# Tuna Time!!!



## MillerTime (Jul 6, 2011)

https://vimeo.com/53022520

Carl, Troy, Britny, Walt and myself made a trip this past weekend to Venice looking for some tuna. This will be my last time out on the water until next spring. We booked with Pelagic Charters and Capt. Wall and his deckhand Mitch showed us a great time. It really sure is nice to not have to run 90+ miles to get to some tuna.

We ended the day with one 100lb+ yellow fin and 12 black fin (we could have sunk the boat with them). We all came back with more meat than we will eat in a long time. It was definitely a great experience and something worth trying again.

This is the aftermath of Bianca's delicious preparation!!


----------



## LUNDY (Aug 23, 2012)

nothing better then sashimi yellowfin tuna, especially that fresh


----------



## coolbluestreak (Jun 27, 2011)

That's awesome dude!


----------



## oxbeast1210 (Jun 21, 2010)

Awesome!!

Take care of yourself during your deployment and come back safe!!


----------



## MillerTime (Jul 6, 2011)

Thanks Oscar. Did you get yo Cali yet?


----------



## dthomas142 (Jul 18, 2011)

Nice job miller, looks delecious!


----------



## Realtor (Oct 1, 2007)

holy crap, GREAT trip!


----------



## marmidor (Mar 15, 2008)

Killer video my friend!!! Thank you for sharing! Love the way it was filmed!!!!!


----------



## MillerTime (Jul 6, 2011)

marmidor said:


> Killer video my friend!!! Thank you for sharing! Love the way it was filmed!!!!!


Yeah it was a little hairy at times jumping into the water with all those sharks :whistling:

I actually just use an extension pole from walmart and put a screw in it to mount the gopro on. Also put a noodle on it in case anyone gets a case of the butterfingers.


----------



## marmidor (Mar 15, 2008)

MillerTime said:


> Yeah it was a little hairy at times jumping into the water with all those sharks :whistling:
> 
> I actually just use an extension pole from walmart and put a screw in it to mount the gopro on. Also put a noodle on it in case anyone gets a case of the butterfingers.
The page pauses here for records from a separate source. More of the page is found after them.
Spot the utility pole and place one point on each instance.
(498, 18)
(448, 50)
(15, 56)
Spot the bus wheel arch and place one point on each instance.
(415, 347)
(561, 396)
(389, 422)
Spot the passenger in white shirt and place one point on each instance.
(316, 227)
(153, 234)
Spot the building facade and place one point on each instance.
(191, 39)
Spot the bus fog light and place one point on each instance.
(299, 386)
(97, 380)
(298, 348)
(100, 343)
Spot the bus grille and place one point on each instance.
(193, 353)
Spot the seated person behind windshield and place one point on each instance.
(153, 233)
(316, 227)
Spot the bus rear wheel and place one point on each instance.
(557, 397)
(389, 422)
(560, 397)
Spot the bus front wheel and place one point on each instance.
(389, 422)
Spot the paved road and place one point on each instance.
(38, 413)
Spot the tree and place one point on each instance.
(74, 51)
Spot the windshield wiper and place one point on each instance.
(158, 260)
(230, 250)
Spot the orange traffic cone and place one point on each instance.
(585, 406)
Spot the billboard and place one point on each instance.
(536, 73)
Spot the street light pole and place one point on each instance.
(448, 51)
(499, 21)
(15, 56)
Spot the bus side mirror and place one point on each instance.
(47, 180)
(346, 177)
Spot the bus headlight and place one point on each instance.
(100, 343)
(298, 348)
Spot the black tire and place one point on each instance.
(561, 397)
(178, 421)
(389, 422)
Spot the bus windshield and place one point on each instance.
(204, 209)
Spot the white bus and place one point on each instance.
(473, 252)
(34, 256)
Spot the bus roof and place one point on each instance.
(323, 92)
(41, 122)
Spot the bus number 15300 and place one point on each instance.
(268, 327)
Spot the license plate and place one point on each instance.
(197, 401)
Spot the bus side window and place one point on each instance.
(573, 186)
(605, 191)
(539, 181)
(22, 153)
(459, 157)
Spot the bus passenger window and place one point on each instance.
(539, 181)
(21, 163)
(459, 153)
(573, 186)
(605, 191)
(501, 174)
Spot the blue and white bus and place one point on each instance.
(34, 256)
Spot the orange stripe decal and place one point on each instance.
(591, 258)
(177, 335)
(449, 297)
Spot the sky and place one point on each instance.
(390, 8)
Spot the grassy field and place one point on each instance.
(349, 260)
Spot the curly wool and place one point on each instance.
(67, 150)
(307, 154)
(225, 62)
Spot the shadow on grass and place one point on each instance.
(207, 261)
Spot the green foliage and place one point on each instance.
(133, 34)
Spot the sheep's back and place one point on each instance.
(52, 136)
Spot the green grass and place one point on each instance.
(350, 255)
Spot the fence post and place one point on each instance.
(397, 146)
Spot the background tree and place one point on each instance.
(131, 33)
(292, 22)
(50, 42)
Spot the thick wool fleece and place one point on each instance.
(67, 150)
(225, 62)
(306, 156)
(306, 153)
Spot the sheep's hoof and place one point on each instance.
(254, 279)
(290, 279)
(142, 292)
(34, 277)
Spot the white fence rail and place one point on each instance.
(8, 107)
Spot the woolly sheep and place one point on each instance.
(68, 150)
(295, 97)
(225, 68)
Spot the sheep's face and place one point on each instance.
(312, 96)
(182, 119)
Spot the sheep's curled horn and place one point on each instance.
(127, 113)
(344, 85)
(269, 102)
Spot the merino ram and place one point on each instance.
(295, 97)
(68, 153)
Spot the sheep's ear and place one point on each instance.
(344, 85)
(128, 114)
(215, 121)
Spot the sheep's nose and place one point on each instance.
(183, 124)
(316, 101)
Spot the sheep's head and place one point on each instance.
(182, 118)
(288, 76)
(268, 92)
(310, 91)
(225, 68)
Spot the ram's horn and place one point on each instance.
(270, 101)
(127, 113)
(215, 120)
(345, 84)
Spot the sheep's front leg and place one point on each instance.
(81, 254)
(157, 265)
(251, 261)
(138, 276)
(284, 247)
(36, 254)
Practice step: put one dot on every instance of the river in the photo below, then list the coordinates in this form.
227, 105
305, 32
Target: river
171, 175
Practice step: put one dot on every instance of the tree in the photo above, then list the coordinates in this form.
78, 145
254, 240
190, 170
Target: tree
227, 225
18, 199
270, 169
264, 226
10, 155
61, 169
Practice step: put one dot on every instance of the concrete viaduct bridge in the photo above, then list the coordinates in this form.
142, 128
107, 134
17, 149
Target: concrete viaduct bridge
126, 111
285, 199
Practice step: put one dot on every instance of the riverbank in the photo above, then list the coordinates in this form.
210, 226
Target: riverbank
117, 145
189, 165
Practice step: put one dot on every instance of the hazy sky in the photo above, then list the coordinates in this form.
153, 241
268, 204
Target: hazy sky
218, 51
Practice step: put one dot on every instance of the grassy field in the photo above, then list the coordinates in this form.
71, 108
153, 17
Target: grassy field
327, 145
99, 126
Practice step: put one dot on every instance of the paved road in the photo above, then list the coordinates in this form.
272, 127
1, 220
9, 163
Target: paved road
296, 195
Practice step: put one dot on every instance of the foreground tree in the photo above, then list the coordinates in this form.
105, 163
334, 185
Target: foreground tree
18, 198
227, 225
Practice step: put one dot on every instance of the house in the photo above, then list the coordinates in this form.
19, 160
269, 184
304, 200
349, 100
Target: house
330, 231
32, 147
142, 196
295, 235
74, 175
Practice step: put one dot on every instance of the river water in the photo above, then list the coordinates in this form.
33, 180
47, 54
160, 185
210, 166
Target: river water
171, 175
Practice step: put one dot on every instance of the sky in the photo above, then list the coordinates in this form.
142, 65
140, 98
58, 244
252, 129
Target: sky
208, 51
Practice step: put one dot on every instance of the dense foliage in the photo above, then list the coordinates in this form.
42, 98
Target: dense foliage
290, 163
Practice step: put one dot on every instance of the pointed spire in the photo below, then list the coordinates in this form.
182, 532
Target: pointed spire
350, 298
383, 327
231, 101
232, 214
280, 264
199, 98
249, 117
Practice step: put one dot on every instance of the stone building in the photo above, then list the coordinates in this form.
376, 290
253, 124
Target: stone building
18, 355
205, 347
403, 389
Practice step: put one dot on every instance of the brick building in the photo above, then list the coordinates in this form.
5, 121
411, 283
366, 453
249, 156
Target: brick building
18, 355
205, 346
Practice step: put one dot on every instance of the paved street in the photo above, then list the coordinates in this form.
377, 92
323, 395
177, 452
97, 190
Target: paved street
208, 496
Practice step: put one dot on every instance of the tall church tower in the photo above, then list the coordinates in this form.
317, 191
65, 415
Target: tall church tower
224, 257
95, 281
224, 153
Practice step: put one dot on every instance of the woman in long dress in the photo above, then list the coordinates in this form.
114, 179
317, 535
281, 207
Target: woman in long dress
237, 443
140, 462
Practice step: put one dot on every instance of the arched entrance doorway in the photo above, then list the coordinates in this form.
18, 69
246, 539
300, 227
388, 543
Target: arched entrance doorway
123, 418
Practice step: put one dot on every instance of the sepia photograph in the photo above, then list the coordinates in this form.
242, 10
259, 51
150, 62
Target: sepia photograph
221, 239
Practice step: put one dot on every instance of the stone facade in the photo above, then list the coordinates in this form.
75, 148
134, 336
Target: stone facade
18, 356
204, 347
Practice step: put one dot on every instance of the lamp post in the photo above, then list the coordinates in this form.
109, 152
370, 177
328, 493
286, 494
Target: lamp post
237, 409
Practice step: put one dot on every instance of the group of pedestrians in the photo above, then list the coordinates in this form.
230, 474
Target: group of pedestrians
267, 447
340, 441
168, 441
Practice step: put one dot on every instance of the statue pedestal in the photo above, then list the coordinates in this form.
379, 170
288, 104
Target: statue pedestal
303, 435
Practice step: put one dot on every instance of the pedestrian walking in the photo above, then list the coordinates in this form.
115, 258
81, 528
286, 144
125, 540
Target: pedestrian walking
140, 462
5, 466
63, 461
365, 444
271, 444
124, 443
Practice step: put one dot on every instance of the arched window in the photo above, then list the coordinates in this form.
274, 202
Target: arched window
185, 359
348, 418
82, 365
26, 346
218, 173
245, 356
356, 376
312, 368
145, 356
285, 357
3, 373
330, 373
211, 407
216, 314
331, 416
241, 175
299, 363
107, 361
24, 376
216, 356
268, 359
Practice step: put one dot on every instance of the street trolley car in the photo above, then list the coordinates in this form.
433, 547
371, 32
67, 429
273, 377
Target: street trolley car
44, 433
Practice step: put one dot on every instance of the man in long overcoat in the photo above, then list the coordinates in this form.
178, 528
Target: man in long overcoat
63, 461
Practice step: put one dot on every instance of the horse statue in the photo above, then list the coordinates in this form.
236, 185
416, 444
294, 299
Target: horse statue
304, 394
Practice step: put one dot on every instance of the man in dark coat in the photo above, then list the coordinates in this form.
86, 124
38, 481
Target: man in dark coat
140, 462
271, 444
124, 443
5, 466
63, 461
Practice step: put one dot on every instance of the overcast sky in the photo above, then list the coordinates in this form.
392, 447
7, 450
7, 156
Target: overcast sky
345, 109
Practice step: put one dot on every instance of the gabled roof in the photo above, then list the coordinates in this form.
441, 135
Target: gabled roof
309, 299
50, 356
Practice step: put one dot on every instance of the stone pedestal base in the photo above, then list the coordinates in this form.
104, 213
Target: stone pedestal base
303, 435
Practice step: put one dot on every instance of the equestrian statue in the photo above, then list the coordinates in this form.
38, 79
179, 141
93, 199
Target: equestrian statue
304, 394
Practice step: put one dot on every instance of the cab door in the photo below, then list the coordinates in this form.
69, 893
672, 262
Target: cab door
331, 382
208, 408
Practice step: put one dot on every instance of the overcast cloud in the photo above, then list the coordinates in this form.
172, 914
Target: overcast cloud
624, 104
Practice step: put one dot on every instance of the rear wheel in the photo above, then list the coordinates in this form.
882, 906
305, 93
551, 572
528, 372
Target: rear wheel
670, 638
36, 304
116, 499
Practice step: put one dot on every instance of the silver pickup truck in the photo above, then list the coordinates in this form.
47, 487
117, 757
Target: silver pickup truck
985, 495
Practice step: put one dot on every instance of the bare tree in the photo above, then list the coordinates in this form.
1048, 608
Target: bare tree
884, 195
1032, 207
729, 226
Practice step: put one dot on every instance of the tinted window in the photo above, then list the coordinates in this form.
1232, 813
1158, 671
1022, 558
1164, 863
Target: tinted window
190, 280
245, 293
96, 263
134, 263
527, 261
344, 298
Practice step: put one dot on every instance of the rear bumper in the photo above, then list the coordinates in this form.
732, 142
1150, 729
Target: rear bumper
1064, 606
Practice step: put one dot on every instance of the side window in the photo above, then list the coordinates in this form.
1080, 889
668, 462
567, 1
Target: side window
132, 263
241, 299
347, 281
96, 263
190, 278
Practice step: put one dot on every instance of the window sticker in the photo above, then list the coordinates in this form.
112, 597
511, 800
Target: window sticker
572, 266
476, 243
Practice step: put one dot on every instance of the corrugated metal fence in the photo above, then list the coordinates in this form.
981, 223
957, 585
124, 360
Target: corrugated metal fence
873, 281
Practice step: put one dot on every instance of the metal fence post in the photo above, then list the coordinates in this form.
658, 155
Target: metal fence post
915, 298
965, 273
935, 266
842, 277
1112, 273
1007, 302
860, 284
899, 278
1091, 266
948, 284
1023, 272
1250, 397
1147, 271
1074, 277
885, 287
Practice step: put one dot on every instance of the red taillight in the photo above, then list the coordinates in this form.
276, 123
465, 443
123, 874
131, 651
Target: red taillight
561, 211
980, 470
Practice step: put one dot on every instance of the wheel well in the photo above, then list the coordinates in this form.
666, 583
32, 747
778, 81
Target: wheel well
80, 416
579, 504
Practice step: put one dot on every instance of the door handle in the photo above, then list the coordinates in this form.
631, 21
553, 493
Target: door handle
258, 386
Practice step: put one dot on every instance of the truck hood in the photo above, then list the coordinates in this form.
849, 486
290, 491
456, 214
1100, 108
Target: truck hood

Man you had me fooled for sure. I'm not sure you could have done it any better if you were In water. Again fine catch and video!


----------



## nonameangler+1 (May 13, 2009)

*Video*

AWSOME video. Thanks for sharing. It was a great trip. I'm so glad you we able to get the yellow fin taking the bait. 
Stay safe in your travels. Did some yellowfin steaks this week and Angiie smoking 3 chuncks of the blackfin with apple wood today on the green egg for smoked tuna dip for the weekend. 
Thanks again for setting everything up on the trip. 
R/Walt


----------